Children, guided dream messages, and what is possible for new ways of healing and transforming the self, community, and the earth have always been there to remind me that what I need to speak about is already from within - what I experience, what the people I know have already done, and most importantly what important life lessons are there to share about the whole story of creative peacebuilding.
Up to the last minute resisted but on the day of the talk fully embraced for this has always been not entirely about myself but something bigger at work. I spoke about Art for Peacebuilding for the Asia - Europe Foundation University Alumni Network's (ASEFUAN) annual conference and meeting last August 1 at the Ateneo de Manila University.

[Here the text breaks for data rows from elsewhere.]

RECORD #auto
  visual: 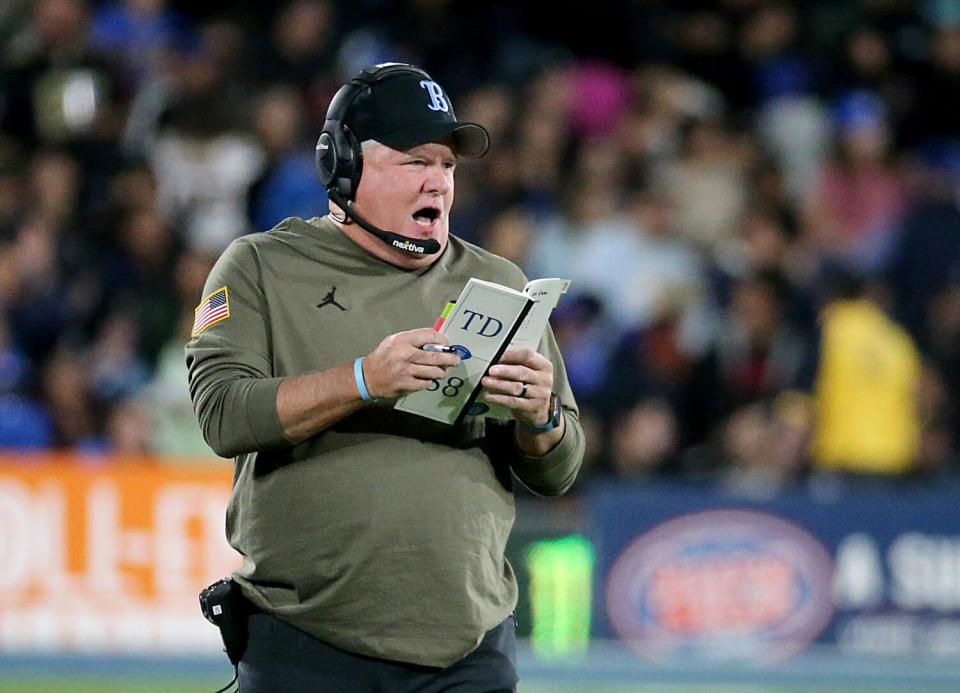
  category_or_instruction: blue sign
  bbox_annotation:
[587,478,960,662]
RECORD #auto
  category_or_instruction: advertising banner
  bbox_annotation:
[7,455,960,662]
[0,455,235,653]
[590,478,960,662]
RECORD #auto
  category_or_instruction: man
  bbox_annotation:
[186,63,584,692]
[811,264,921,476]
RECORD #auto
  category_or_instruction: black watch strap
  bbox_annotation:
[520,393,562,433]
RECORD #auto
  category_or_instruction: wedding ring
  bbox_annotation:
[520,382,528,398]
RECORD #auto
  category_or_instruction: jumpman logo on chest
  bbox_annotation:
[317,286,347,311]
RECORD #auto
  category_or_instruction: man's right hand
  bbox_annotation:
[362,328,461,399]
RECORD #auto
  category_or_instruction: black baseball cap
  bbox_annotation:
[347,66,490,158]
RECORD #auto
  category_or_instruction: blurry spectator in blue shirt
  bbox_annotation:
[90,0,198,87]
[247,85,327,231]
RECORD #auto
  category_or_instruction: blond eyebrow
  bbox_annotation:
[400,151,457,166]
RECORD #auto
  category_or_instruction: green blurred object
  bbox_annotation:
[524,534,595,658]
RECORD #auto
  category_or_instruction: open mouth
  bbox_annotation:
[413,207,440,227]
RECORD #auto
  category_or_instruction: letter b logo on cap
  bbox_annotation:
[420,80,449,112]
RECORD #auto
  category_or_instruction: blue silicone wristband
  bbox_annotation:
[354,357,374,401]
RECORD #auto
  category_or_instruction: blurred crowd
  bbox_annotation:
[2,0,960,491]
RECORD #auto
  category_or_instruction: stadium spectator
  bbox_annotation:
[802,89,909,272]
[811,265,922,478]
[608,396,680,479]
[140,309,213,457]
[89,0,198,88]
[652,116,750,258]
[714,393,812,497]
[246,85,327,231]
[886,160,960,346]
[146,47,265,252]
[684,269,817,460]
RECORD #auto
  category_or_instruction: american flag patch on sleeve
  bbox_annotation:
[192,286,230,335]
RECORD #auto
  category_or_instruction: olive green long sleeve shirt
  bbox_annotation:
[185,216,584,667]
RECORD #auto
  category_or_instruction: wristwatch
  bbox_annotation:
[520,393,563,433]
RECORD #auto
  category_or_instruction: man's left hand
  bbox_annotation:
[481,347,553,428]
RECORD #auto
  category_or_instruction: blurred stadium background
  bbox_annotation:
[4,0,960,691]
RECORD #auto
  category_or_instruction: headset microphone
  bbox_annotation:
[327,189,442,255]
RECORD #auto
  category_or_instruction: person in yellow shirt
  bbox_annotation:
[812,267,921,475]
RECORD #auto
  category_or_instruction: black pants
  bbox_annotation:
[238,612,518,693]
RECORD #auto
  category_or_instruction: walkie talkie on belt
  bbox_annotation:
[200,577,251,692]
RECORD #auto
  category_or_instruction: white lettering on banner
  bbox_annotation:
[927,619,960,656]
[37,483,69,592]
[838,615,918,655]
[0,470,235,652]
[838,614,960,657]
[0,605,222,652]
[155,484,230,598]
[890,533,960,611]
[833,533,884,608]
[87,481,126,593]
[0,481,31,591]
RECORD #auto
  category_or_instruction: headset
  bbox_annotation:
[316,63,441,255]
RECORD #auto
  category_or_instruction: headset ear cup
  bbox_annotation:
[344,126,362,200]
[329,123,360,200]
[316,131,337,187]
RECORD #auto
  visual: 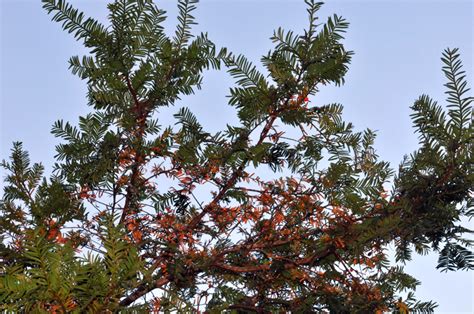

Here's the link to the program:
http://www.asefuan.org/docs/agm2012_programme_public.pdf
Piece by Peace is an interactive artmaking installation inspired by the indigenous weaving traditions around the world. Tapestries are transformed into clothing that serve as social and political identities symbolizing uniqueness and diversity. It symbolizes IDENTITY as what causes some conflict in many parts of the world. Reframing this old way into reconnecting to the essence of the cloth as an interwoven process of many elements, it becomes a process that engages more than one person in dialogue with the other. The whole process emphasized Co-Creation within Third Space between Self and Other and Self as Other in a Shared Space.
Because its a contemporary piece inspired by the traditional craft of weaving, it is a space where Past and Future meet - where Shared Heritage and Shared Future create a Third Space for dialogue.
Mangyan and Maguindanao weave lead the way to a path of peace, followed by new ways of weaving stories and peacemaking together as symbolized by new patterns (Photo by Louise Far)
A long blank tapestry of boxes divided into two is a continuation of traditional weaves. As visitors of go around the photo exhibits, they will find elements that are a response or symbolic of the photo panels that they can collect and bring into the tapestry. Working as a dyad in front of someone, they start engaging in a dialogue process of artmaking - combining their elements together to create a new mandalic pattern based on the principles of order, balance, and harmony.
Gratitude to the dream messages about this tapestry.
One was of a woman wearing a large cloak with an image of a woman on its design indicating its source from the Talmud. Another was of young people protesting about a violent massacre and their young spokesperson talking about the nature of things and the many layers that provide meaning to it.